La rete si era chiusa. Hitler aveva in mano una cambiale in bianco che gli consentiva la più ampia libertà di manovra con la connivenza italiana. Il 24 agosto il dittatore nazista annuncia un altro colpo di mano, la firma dell'accordo di non belligeranza con Mosca per avere campo libero nel suo piano di invasione della Polonia. Mussolini ingoia il rospo ("ma come! ho lottato una vita a combattere contro i comunisti e ora quello lì si allea"! che figuraccia in Italia con i comunisti!! perfino imbarazzante)) inoltre è consapevole di non essere preparato militarmente ad avventurarsi in un conflitto armato; ma il primo settembre 60 divisioni tedesche occupano la Polonia e due settimane dopo Varsavia capitola.
Francia e Inghilterra per i patti stipulati in precedenza con la Polonia, dichiarano guerra alla Germania. Ma l'impegno sul fronte orientale fu quasi ininfluente. La voglia di "morire per Danzica" i Francesi non l'avevano. Il 70 per cento degli studenti disse, no, la popolazione il 90 per cento.
I francesi combatterono per 11 giorni, subirono 1800 perdite, arretrarono e si ritirarono nella loro Maginot a fare la guerra da seduti. La sitz krieg, dileggiata dai tedeschi che invece adottarono poi la blitz krieg (guerra lampo).
Per gli inglesi l'impegno fu ancora minore, la percentuale di non interventisti era come in Francia. Il suo "appoggio" ai polacchi, in questa guerra che nessuno in patria voleva, registrò un solo caduto.

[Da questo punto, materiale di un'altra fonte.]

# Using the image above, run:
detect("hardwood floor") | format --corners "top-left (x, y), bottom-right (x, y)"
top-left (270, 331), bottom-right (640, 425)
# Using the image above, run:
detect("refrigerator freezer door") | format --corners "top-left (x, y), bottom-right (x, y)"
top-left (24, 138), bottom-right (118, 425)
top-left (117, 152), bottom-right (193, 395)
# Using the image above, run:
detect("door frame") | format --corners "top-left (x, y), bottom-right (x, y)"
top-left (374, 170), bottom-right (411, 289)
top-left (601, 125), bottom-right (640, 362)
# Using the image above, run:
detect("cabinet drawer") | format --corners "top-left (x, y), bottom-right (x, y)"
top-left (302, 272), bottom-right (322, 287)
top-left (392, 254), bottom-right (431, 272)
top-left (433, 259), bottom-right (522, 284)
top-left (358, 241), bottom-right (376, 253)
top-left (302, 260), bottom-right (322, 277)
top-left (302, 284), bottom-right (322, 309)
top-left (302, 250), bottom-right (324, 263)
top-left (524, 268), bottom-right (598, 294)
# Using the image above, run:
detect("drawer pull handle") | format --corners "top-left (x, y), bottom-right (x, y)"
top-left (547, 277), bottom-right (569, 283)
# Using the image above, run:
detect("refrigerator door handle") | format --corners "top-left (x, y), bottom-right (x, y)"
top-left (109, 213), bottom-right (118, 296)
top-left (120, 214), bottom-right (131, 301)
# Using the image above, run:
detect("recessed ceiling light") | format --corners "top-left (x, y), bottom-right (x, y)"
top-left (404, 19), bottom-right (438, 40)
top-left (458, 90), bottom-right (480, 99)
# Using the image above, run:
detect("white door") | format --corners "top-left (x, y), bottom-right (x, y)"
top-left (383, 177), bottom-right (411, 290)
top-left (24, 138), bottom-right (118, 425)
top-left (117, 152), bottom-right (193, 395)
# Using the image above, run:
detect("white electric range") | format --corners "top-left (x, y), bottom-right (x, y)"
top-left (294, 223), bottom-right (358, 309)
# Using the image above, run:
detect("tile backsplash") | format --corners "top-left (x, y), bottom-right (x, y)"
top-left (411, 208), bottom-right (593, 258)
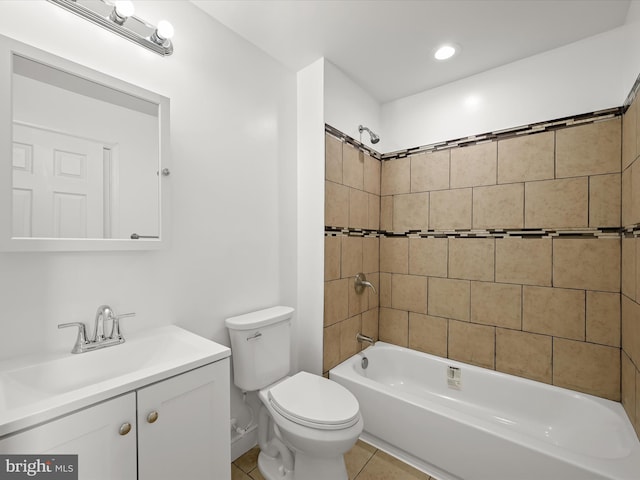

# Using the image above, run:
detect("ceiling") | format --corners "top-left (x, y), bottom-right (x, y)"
top-left (192, 0), bottom-right (631, 103)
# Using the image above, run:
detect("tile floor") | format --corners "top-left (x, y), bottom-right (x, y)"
top-left (231, 440), bottom-right (436, 480)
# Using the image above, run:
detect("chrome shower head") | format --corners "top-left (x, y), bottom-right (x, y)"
top-left (358, 125), bottom-right (380, 144)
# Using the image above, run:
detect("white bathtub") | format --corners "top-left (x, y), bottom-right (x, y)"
top-left (330, 342), bottom-right (640, 480)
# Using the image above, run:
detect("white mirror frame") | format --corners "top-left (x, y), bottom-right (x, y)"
top-left (0, 35), bottom-right (170, 252)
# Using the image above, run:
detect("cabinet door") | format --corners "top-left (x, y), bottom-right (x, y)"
top-left (0, 393), bottom-right (136, 480)
top-left (137, 359), bottom-right (231, 480)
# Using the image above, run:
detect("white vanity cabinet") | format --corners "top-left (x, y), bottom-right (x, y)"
top-left (137, 359), bottom-right (231, 480)
top-left (0, 358), bottom-right (231, 480)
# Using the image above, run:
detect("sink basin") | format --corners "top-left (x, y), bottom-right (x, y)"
top-left (0, 325), bottom-right (230, 436)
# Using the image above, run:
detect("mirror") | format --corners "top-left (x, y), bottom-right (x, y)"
top-left (0, 34), bottom-right (169, 251)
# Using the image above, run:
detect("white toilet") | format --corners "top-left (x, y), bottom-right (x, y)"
top-left (225, 307), bottom-right (363, 480)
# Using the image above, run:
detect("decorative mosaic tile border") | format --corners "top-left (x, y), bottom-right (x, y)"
top-left (622, 71), bottom-right (640, 112)
top-left (324, 225), bottom-right (624, 238)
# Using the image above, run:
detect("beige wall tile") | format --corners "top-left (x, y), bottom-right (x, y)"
top-left (522, 286), bottom-right (585, 341)
top-left (324, 134), bottom-right (342, 183)
top-left (429, 188), bottom-right (471, 230)
top-left (587, 292), bottom-right (620, 347)
top-left (368, 273), bottom-right (380, 309)
top-left (496, 238), bottom-right (552, 286)
top-left (380, 237), bottom-right (409, 273)
top-left (556, 117), bottom-right (621, 178)
top-left (553, 338), bottom-right (620, 401)
top-left (324, 278), bottom-right (349, 327)
top-left (496, 328), bottom-right (552, 383)
top-left (362, 237), bottom-right (380, 273)
top-left (340, 315), bottom-right (362, 362)
top-left (427, 277), bottom-right (471, 321)
top-left (620, 352), bottom-right (636, 424)
top-left (322, 323), bottom-right (340, 372)
top-left (348, 188), bottom-right (369, 228)
top-left (409, 238), bottom-right (449, 277)
top-left (620, 295), bottom-right (640, 365)
top-left (409, 312), bottom-right (449, 358)
top-left (380, 195), bottom-right (393, 232)
top-left (342, 237), bottom-right (363, 278)
top-left (620, 237), bottom-right (636, 300)
top-left (622, 97), bottom-right (639, 170)
top-left (378, 272), bottom-right (391, 308)
top-left (410, 150), bottom-right (451, 192)
top-left (471, 282), bottom-right (522, 330)
top-left (553, 238), bottom-right (620, 292)
top-left (366, 193), bottom-right (380, 230)
top-left (393, 193), bottom-right (429, 232)
top-left (498, 132), bottom-right (555, 183)
top-left (391, 274), bottom-right (427, 313)
top-left (524, 177), bottom-right (589, 228)
top-left (380, 157), bottom-right (411, 195)
top-left (451, 142), bottom-right (498, 188)
top-left (629, 237), bottom-right (640, 302)
top-left (342, 143), bottom-right (364, 190)
top-left (621, 168), bottom-right (633, 227)
top-left (473, 183), bottom-right (524, 229)
top-left (324, 182), bottom-right (349, 227)
top-left (589, 173), bottom-right (621, 228)
top-left (629, 160), bottom-right (640, 224)
top-left (363, 153), bottom-right (381, 195)
top-left (362, 308), bottom-right (378, 342)
top-left (449, 238), bottom-right (495, 281)
top-left (449, 320), bottom-right (495, 369)
top-left (324, 237), bottom-right (342, 281)
top-left (378, 308), bottom-right (409, 347)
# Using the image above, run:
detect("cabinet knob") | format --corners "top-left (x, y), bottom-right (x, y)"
top-left (118, 422), bottom-right (131, 435)
top-left (147, 410), bottom-right (158, 423)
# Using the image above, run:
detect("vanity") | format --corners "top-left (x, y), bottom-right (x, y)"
top-left (0, 325), bottom-right (231, 480)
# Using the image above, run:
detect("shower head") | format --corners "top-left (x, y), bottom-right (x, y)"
top-left (358, 125), bottom-right (380, 144)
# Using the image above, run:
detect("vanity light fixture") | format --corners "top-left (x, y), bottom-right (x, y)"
top-left (433, 44), bottom-right (458, 60)
top-left (48, 0), bottom-right (173, 56)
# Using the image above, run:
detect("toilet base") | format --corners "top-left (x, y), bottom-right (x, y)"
top-left (258, 452), bottom-right (348, 480)
top-left (258, 452), bottom-right (294, 480)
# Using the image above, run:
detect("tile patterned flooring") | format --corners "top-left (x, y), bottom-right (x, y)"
top-left (231, 440), bottom-right (436, 480)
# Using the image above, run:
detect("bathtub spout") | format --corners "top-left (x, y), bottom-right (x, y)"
top-left (356, 333), bottom-right (376, 347)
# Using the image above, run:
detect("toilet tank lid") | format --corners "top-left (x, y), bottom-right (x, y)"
top-left (224, 306), bottom-right (294, 330)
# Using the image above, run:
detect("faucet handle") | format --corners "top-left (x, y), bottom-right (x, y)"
top-left (58, 322), bottom-right (90, 353)
top-left (109, 312), bottom-right (136, 343)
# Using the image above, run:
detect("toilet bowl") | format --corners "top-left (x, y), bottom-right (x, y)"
top-left (225, 307), bottom-right (363, 480)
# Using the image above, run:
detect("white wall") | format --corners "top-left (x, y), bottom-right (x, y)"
top-left (0, 1), bottom-right (296, 436)
top-left (294, 58), bottom-right (325, 374)
top-left (324, 59), bottom-right (386, 152)
top-left (381, 24), bottom-right (640, 152)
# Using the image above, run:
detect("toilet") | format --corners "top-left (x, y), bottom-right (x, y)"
top-left (225, 306), bottom-right (363, 480)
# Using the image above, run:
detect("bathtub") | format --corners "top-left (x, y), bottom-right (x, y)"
top-left (329, 342), bottom-right (640, 480)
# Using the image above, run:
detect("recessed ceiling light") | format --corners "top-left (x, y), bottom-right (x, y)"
top-left (433, 44), bottom-right (457, 60)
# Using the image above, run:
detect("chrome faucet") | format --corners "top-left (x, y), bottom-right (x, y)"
top-left (353, 273), bottom-right (378, 295)
top-left (58, 305), bottom-right (135, 353)
top-left (356, 333), bottom-right (376, 347)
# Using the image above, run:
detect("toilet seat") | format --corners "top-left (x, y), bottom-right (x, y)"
top-left (268, 372), bottom-right (360, 430)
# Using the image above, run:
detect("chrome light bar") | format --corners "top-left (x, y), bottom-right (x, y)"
top-left (48, 0), bottom-right (173, 56)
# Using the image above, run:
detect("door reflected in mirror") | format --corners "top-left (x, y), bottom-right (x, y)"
top-left (11, 53), bottom-right (161, 241)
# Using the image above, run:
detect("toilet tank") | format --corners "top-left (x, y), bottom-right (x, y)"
top-left (224, 306), bottom-right (294, 392)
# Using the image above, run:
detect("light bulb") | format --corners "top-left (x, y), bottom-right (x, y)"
top-left (156, 20), bottom-right (173, 40)
top-left (115, 0), bottom-right (136, 18)
top-left (433, 45), bottom-right (456, 60)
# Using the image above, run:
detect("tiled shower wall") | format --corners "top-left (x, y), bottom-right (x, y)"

A "pagare" furono solo i polacchi. I morti non si sapranno mai. Ma i prigionieri sappiamo furono 910.000. Questi erano andati incontro ai panzer con i cavalli, come ai tempi dello Zar.
Mussolini pur esistendo il "patto d'acciaio", si era dichiarato subito di voler "rimanere estraneo al conflitto", usò anche un neologismo, "non belligerante", perché sa di essere impreparato per stare a fianco del Furher anche se ne soffre per tre ben precisi motivi: la sua simpatia per Hitler, la sua antipatia per Stalin, e il disprezzo che nutre per la Francia e l'Inghilterra, ancora dalla Grande Guerra (Versailles) - Al Consiglio dei ministri così Grandi ce lo descrive "Era troppo evidente che contrastanti sentimenti cozzavano in lui. La delusione, l'amarezza, seppure contenute attraverso un linguaggio freddo, traspiravano da ogni parola. Terminò la seduta dichiarando che era dovere ed interesse dell'Italia rimanere estranea al conflitto dopo che la Germania era venuta meno ai suoi impegni di alleata". Sorprese tutti; amici e nemici. Per giorni e settimane evitò tutti, le folle, i gerarchi, le manifestazioni pubbliche. Si chiuse in un mutismo totale. In una occasione si affacciò al "suo balcone"; lo applaudirono come uomo della pace, rispose stizzito e sarcastico, "é quello che volevate no?" e girò i tacchi.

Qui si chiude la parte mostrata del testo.